– Взгляните на меня, – он резко и с болезненной страстностью оборотился ко мне, – я нищ! Я молод и полон планов! Но я в заточении, в заточении нищеты!

Он судорожно перевёл дыхание и приложил ладонь к влажному от испарины лбу.

– Одно ваше слово, третья карта и – я свободен! Я уеду отсюда навсегда… Уеду в Париж! Как я хочу в Париж! Там свободные люди, среди них и я стану свободен. Быть может, там я встречу девушку, такую, которую вовек здесь не встречу! Мы будем путешествовать, увидим другие страны, встретим других людей и будем счастливы своей свободой! Одно только ваше слово!

«Однако ж какая странная у меня ночь! – подумалось мне. – Вовсе не так предполагал я провести её. Почему-то согласился приехать сюда. Предполагал привести в чувства старуху, а тут безумцами полон дом!» Позднее время да больше нелепость происходящего не давали мне собрать мысли воедино. «Так-так, с чего он взял, что я знаю третью карту? Надо, чтобы он высказался, и тогда я смогу понять логику его вздора… а поняв, найду возможность направить его мысли в нужное мне русло».

– Да с чего вы взяли, что я знаю третью карту?! – воскликнул я, как можно более непринуждённо. Paul замолчал и склонил голову, как провинившийся студент. Пробор в гладко зачёсанных волосах белел, напоминая косой шрам. Томский медленно достал из-за отворота револьвер:

– Зачем вы так быстро отвечаете? Вы верно знаете карту! Молодой помещик держал пистолет крайне неловко, видно, в первый раз. Двумя большими пальцами он с усилием оттянул тугой курок. Улыбнувшись своему успеху, словно дитя, слепившее песочный куличек, он навёл револьвер на меня.

– И не вздумайте умереть, чтобы явиться ко мне потом старухой! Назначьте карту, доктор!

– …Господин Томский, – я прокашлялся, голос мой странным образом задрожал, мысли пришли в полное смятение, – послушайте, всё это нелепость и полный вздор! Я здесь по вашей же просьбе осмотреть графиню… Вашу тётушку… Я врач, ни о какой карте мне ничего не известно. Я случайно догадался!

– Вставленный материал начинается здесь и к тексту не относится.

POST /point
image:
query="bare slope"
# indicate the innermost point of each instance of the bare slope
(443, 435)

– Случайно? – он моргнул. Пистолет дёрнулся. Я невольно зажмурился.

– Нет, дорогой доктор, не случайно. Вы прекрасно знаете, что ничто не бывает случайным: если кто-то заболевает туберкулёзом, то ничто, никакой случай не отвратит его кончины. Вопрос лишь в сроке: кто-то раньше, кто-то позже, но все отправляются в мир иной. Всё движется по заведённому порядку. Нет ничего случайного и в том, что я здесь, и в том, что вы здесь. И если я нажму курок, значит, вы не случайно согласились приехать сюда. Значит, вы стремитесь к смерти. Если я не нажму курок, значит, вы наверное, знаете карту. Значит, вы мне её назовёте.

Он снова моргнул и продолжил;

– Японцы говорят, что жизнь – это дорога. Дорога, которая петляет и вдруг выводит тебя на развилку. Не задумываясь повернуть налево или направо, ты идёшь дальше, упустив, что у тебя есть выбор. Тебя ведёт рок, фатум, судьба! Вот вы, Евгений Сергеевич, сейчас на развилке, а я – фатум, делаю одолжение, позволяя вам выбирать: свернуть влево или вправо.

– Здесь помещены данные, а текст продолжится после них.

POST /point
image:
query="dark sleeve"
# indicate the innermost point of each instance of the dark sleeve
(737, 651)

Сумрак скрадывал черты его лица, но требовательный и торжествующий взор блестел и впивался в меня, требуя ответа. Нет ничего более странного, чем смотреть в чёрный зрачок револьверного дула. Видеть тусклый блеск металла, мысленно видеть, как под сверлом мастера стальная заготовка превращается в ствол; как для смертоносного вращения пули седой оружейник неторопливо вытачивает спираль нарезок на внутренней зеркальной поверхности; как ладно подогнанные его натруженной рукой казённая часть, ствол и деревянная тёплая рукоять мгновенно складываются в то, что сейчас смотрит мне прямо в лицо; видеть и отказываться верить, что смерть придёт через мгновенье, придёт со вспышкой пламени и запахом порохового дыма.